This is, by far, the most interesting thing I read all day. A linguist argues that American regional dialects are pulling away from each other. Maybe because I’m an East Coast elitist I just figured that with geographic mobility and the prevalence of accent-free Mid-Altantic English on TV and in the movies you all would finally start speaking normal.

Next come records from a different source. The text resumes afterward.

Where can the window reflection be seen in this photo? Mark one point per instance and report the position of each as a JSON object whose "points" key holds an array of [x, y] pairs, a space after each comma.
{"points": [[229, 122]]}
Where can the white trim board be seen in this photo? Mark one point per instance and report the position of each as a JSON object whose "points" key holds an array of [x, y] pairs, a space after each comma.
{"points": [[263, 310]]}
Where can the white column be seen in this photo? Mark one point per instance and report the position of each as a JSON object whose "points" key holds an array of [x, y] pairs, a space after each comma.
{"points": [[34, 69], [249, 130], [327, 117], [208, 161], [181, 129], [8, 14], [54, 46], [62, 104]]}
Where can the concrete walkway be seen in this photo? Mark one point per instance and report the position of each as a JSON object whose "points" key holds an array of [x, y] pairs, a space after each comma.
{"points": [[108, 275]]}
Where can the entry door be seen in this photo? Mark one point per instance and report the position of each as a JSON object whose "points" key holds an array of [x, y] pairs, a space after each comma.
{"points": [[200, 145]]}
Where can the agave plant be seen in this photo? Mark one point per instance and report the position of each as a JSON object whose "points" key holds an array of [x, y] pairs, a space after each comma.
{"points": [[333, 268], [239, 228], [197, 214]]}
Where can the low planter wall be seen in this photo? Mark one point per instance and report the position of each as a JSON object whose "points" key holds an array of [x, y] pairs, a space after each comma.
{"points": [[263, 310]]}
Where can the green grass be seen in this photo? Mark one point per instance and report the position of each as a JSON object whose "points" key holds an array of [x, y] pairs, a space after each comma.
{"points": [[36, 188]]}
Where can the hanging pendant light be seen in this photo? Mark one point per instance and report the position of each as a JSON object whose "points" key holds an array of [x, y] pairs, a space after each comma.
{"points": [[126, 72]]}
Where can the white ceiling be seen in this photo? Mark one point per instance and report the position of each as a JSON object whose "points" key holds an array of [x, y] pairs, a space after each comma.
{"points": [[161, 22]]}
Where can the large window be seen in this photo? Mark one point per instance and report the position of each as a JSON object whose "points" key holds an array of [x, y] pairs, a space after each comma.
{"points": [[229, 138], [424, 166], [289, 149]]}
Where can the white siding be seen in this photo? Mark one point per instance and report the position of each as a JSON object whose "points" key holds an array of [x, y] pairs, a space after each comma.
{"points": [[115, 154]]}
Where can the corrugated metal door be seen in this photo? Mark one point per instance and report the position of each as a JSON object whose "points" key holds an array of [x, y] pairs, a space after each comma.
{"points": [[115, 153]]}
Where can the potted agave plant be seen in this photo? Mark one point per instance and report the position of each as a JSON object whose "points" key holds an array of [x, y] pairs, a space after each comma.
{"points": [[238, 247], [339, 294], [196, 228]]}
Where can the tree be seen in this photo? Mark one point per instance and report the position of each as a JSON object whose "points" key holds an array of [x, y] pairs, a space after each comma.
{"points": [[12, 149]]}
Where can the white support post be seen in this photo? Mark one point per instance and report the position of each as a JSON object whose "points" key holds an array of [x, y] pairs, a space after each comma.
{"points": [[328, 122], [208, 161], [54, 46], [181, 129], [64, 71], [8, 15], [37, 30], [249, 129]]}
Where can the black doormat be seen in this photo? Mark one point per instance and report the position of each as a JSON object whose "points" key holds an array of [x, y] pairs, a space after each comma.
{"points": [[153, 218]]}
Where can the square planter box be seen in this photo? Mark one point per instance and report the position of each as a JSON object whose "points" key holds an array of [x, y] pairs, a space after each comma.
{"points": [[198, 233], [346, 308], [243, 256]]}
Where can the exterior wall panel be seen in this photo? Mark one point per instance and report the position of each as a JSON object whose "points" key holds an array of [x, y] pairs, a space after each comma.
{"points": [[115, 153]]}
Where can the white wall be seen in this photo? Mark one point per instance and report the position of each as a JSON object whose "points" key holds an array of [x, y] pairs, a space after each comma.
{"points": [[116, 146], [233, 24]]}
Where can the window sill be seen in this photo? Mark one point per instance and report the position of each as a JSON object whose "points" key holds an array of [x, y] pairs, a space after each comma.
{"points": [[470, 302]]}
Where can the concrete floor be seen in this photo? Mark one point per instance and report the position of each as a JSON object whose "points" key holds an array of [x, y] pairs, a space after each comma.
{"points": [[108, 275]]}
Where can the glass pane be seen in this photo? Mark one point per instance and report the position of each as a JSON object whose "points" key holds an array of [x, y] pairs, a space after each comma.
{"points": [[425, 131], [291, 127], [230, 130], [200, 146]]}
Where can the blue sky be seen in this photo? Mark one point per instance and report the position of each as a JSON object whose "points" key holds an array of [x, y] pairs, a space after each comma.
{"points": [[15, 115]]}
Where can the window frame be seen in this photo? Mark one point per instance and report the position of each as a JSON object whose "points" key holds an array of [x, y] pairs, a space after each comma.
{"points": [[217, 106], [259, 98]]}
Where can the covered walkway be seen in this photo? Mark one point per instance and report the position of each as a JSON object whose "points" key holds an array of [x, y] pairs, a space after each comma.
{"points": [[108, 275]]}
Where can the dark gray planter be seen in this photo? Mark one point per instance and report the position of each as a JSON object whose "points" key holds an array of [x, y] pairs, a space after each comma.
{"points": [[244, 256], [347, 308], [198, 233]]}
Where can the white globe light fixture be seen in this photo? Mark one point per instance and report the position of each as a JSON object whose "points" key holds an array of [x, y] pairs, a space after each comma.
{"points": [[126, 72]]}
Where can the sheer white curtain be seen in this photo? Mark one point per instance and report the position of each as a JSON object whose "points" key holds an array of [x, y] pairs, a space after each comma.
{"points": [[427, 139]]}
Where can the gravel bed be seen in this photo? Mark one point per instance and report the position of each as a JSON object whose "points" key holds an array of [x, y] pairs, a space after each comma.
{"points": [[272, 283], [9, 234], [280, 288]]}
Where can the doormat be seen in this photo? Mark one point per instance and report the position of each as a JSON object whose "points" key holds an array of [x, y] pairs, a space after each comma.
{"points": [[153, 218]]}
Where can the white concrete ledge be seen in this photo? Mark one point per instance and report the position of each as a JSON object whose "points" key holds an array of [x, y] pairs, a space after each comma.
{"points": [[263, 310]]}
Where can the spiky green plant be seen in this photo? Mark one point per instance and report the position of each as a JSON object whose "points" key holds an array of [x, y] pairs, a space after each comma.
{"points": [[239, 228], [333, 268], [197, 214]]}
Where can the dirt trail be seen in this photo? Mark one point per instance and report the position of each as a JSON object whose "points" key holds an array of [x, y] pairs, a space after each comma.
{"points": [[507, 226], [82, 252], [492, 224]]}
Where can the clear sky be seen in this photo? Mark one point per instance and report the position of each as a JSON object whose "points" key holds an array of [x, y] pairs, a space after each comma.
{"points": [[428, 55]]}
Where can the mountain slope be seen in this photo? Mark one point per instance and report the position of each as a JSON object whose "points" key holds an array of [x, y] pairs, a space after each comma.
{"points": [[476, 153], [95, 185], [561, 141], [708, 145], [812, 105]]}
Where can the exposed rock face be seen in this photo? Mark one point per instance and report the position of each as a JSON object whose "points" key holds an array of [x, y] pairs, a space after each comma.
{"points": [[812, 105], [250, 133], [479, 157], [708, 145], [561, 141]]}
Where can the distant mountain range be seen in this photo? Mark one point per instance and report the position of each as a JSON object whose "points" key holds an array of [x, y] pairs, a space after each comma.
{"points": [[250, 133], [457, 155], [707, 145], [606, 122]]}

But, that doesn’t seem to be the case.
He talks about an area of 34 million people in a region called ‘Inland North‘ (roughly around the Great Lakes) where:
…it all started in the early 1800′s when the linguistic ancestors of this new dialect began to pronounce “a” in a distinct way: the pronunciation of “man” began to lean towards “mee-an”, at least some of the time. But it wasn’t until the 1960s that this sound change began to trigger a real domino effect.
What kind of effect?
This rearrangement, called the Northern Cities Vowel Shift, is the result of a chain reaction of vowel changes on an epic scale similar to the process that transformed vowels from Middle English to Modern English between 1400 and 1600.
Really fascinating article well worth your time. I won’t spoil the surprise ending of why they suspect this polarization is occurring.
You can take a test of what some of these words sound like here (and be warned the whole site can be a time sink if you find this stuff interesting). For the record I only got 1 out of 5 correct.